Mutations in 23S rRNA account for intrinsic resistance to macrolides in Mycoplasma hominis and Mycoplasma fermentans and for acquired resistance to macrolides in M. hominis.

The mechanisms of intrinsic resistance of Mycoplasma hominis to 14- and 15-membered macrolides were investigated in comparison with those of M. pneumoniae, which is naturally susceptible to macrolides. Radiolabeled erythromycin was not accumulated by M. hominis PG21, but addition of an ABC transporter inhibitor increased the level of erythromycin uptake more than two times, suggesting the existence of an active efflux process. The affinity of [(14)C]erythromycin to ribosomes isolated from M. hominis was dramatically reduced relative to that to ribosomes isolated from M. pneumoniae. The nucleotide sequences of 23S rRNA of both ribosomal operons rrnA and rrnB and ribosomal proteins L4 and L22 of M. hominis were obtained. Compared to the sequence of M. pneumoniae, M. hominis harbored a G2057A transition in its 23S rRNA sequence, as did M. fermentans, another mycoplasma that is erythromycin resistant. An additional C2610U change was also found in the sequence of M. hominis.
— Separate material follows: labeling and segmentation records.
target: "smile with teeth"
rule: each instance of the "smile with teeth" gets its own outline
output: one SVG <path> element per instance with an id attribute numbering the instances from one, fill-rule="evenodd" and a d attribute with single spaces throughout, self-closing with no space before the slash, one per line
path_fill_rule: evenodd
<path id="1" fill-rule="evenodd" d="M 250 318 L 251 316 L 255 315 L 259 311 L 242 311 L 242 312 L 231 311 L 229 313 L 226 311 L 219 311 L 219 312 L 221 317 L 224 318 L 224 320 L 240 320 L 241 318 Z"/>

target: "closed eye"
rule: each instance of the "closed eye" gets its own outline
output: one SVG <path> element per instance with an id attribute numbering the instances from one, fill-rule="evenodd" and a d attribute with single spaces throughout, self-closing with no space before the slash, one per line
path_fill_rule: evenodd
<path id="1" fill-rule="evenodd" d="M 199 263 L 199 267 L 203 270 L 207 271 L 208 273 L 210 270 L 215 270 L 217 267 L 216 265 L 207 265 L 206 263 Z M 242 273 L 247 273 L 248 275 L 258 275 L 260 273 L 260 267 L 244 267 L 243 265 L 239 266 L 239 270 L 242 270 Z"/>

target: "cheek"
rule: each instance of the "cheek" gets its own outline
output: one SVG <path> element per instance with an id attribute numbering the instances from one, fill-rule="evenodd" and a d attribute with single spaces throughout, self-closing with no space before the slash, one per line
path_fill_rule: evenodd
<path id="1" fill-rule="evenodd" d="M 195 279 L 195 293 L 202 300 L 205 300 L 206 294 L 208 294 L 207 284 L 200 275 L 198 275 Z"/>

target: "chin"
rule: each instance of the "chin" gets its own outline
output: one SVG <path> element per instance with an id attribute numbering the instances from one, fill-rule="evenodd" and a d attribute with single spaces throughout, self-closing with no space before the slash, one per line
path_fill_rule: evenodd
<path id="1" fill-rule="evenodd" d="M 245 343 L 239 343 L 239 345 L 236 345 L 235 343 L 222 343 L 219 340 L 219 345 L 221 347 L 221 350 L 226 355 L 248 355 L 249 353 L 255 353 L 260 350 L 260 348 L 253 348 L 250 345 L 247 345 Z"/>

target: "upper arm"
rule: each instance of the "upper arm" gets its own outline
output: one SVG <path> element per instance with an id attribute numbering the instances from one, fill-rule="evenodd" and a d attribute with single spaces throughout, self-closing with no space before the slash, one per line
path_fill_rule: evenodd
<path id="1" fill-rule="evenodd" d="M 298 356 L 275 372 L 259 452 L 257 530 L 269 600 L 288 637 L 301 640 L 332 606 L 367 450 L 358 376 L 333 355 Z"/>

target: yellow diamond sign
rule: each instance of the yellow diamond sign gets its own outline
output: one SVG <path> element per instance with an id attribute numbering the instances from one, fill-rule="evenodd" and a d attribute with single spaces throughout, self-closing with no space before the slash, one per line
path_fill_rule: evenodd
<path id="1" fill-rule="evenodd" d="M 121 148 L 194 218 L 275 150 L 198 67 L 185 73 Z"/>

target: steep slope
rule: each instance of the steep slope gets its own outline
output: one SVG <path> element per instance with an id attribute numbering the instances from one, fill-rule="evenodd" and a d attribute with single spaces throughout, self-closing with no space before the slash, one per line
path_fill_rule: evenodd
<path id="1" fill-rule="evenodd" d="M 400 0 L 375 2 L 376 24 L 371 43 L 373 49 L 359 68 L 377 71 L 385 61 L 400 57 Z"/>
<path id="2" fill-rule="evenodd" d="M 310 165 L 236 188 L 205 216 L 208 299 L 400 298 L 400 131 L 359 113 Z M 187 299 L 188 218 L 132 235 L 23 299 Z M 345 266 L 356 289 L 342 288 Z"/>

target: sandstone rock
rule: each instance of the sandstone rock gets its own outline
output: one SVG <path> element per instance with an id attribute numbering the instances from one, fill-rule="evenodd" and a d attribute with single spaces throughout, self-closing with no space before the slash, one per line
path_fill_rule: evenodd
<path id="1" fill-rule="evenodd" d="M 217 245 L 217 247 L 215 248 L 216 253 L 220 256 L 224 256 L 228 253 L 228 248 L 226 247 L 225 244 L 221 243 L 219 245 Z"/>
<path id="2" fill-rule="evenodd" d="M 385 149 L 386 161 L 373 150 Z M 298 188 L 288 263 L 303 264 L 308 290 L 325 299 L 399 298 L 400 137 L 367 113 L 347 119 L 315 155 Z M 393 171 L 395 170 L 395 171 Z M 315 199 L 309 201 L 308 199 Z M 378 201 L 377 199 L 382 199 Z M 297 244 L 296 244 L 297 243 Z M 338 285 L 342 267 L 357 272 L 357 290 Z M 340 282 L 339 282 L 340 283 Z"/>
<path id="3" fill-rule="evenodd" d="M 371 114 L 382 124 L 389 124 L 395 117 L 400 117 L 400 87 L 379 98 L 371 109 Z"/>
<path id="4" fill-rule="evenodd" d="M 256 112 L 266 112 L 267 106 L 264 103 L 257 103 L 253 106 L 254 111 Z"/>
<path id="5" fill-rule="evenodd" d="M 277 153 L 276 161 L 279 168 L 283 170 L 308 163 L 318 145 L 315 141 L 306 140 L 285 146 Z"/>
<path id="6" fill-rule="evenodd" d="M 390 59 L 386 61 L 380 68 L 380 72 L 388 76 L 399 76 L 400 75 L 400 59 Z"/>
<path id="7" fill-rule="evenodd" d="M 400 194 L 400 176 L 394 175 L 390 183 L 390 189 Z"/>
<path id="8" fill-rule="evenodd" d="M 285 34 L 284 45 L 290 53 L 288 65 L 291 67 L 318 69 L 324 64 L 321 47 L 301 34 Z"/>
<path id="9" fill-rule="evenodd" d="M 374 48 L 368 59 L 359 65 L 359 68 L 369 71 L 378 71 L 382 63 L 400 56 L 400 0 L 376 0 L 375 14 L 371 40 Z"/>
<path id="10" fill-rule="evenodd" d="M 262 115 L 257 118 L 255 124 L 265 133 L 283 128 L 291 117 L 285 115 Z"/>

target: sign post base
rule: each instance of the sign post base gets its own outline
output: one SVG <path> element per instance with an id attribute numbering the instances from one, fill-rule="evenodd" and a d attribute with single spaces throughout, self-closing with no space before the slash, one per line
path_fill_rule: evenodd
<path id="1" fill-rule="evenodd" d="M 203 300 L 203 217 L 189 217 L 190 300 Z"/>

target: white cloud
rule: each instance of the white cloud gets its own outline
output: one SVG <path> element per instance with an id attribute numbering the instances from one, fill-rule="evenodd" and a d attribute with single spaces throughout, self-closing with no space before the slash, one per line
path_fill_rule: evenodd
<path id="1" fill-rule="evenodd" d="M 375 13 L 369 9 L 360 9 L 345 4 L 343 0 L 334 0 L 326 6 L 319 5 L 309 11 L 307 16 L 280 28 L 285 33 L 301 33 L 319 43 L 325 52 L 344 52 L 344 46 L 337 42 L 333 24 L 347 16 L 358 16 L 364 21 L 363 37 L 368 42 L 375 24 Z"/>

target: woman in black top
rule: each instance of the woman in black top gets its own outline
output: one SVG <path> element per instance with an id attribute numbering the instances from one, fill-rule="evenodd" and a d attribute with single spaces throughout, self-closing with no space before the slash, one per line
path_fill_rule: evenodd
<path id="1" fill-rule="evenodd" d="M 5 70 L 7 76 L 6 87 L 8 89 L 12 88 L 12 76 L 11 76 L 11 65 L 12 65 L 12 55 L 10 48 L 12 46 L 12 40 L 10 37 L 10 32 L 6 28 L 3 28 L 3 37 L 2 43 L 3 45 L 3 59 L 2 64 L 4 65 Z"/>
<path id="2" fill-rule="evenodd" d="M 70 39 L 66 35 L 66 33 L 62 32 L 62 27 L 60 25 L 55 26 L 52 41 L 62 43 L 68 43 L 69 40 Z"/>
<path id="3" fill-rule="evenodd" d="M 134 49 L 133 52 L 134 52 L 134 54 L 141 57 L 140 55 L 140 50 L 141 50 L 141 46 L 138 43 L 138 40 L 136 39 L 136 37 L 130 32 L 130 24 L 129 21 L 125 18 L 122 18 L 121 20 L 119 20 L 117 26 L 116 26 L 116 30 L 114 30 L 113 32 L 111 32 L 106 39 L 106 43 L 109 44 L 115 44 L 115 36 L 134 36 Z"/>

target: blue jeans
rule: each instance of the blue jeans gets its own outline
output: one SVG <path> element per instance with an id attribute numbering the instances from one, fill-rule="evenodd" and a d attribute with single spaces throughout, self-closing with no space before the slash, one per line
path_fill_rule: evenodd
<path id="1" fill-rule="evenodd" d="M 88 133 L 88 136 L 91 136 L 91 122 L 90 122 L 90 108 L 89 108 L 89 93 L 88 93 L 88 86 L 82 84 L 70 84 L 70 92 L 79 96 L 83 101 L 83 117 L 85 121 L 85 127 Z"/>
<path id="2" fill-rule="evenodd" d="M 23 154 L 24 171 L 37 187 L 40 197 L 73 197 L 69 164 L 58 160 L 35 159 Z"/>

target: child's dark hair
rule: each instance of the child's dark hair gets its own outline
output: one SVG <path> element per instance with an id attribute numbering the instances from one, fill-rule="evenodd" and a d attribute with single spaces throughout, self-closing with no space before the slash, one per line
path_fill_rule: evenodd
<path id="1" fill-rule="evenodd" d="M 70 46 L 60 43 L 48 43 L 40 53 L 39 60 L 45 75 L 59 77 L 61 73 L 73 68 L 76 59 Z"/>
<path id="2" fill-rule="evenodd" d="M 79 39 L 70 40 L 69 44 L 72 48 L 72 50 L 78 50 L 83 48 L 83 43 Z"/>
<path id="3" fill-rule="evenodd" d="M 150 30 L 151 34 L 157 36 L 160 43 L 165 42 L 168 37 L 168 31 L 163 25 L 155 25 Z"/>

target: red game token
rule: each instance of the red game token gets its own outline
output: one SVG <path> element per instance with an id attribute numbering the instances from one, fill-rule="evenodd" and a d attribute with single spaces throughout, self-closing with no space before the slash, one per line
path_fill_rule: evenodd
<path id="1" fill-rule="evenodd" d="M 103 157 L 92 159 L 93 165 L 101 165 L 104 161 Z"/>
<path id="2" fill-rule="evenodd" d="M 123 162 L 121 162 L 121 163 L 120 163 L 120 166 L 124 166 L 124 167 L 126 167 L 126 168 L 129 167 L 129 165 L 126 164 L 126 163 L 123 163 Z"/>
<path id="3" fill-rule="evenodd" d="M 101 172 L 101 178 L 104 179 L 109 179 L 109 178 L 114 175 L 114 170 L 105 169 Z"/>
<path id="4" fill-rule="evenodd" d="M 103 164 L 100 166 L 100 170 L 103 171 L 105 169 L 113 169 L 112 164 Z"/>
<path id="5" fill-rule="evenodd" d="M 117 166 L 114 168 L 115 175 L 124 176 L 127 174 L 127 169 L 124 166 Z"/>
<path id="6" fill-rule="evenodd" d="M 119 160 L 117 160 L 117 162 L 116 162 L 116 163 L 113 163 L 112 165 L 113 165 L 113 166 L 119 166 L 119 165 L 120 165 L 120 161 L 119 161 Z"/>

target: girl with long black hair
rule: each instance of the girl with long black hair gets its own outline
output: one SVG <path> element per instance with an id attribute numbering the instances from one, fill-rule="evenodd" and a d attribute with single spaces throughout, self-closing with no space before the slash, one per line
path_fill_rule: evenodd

Moreover, two M. hominis clinical isolates with acquired resistance to 16-membered macrolides were examined for mutations in domain II and domain V of 23S rRNA and in ribosomal proteins L4 and L22. Compared to the sequence of reference strain PG21, one isolate harbored a A2059G transition and a C2611U transition in one of the two rrn operons, while the other one was mutated only at position 2059, also on the same operon. No mutation was found in the two ribosomal protein sequences. Overall, the present study is an exhaustive characterization of the intrinsic resistance of M. hominis to 14- and 15-membered macrolides and the first description of mycoplasma clinical isolates resistant to macrolide, lincosamide, and streptogramin antibiotics harboring a mutation at position 2611 in the 23S rRNA.